April 08, 2006

Golf vs. Nature

Nature loses.

Bird experts and enthusiasts reacted with surprise and anger Thursday when they learned that two nesting hawks at an exclusive golf resort in Orange County were shot down by federal agents.

The red-shouldered hawks were killed Wednesday morning near the clubhouse of the Villas of Grand Cypress Golf Resort near Interstate 4 and south of the Dr. Phillips community. About a dozen guests had complained of being attacked.

The mating hawks, which can be fiercely protective, had just begun their nesting season and were guarding eggs.

"They were killed because they were inconvenient," said Lynda White, coordinator of the Audubon EagleWatch program in Maitland.
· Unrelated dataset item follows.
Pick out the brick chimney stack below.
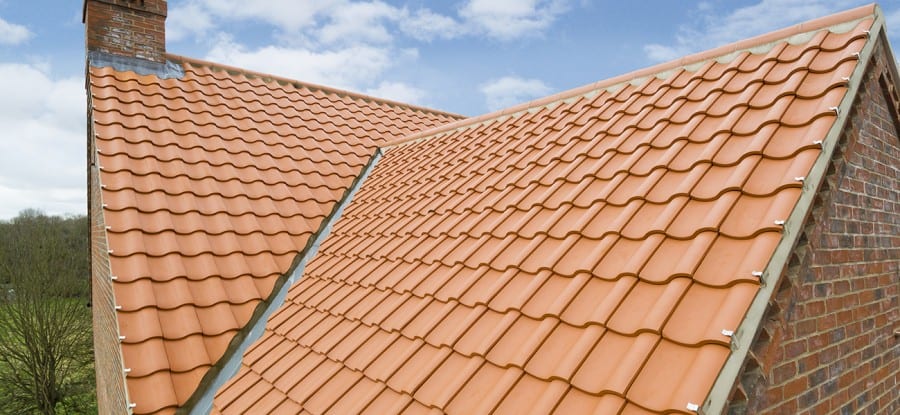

Bernice Constantin, state director of wildlife services in Gainesville for the Agriculture Department, said the shooting of raptors is a rare event.

John White, a biologist and raptor expert with the Florida Fish and Wildlife Conservation Commission in Eustis, said he was surprised to learn that the government had sanctioned the killing of protected birds.

"This is the first time I've heard of two adult birds of prey being shot by permit," White said.

Constantin said the nest and its eggs were removed from the tree. He wasn't certain what became of the eggs, although the agency's practice is to hand them over to a wildlife care center for hatching, he said.

The Audubon's White said the hawks could have been captured and released at a nesting site elsewhere, a measure done successfully with other red-shouldered hawks.

Other steps could have been taken, such as arming guests with umbrellas or cordoning off a wider swath of resort property to separate people from hawks nervous about the welfare of their nest, she said.

And what happened with the eggs/chicks? Austringer has an update:

Update: A comment on “Scientist Interrupted” site relates that the nest was left for two days. When the nest was finally examined, the chicks were dead. It also reports that the golf course management consulted with Florida Audubon, who told them about a successful relocation of hawks and their nest. The golf course management apparently decided that would take too long.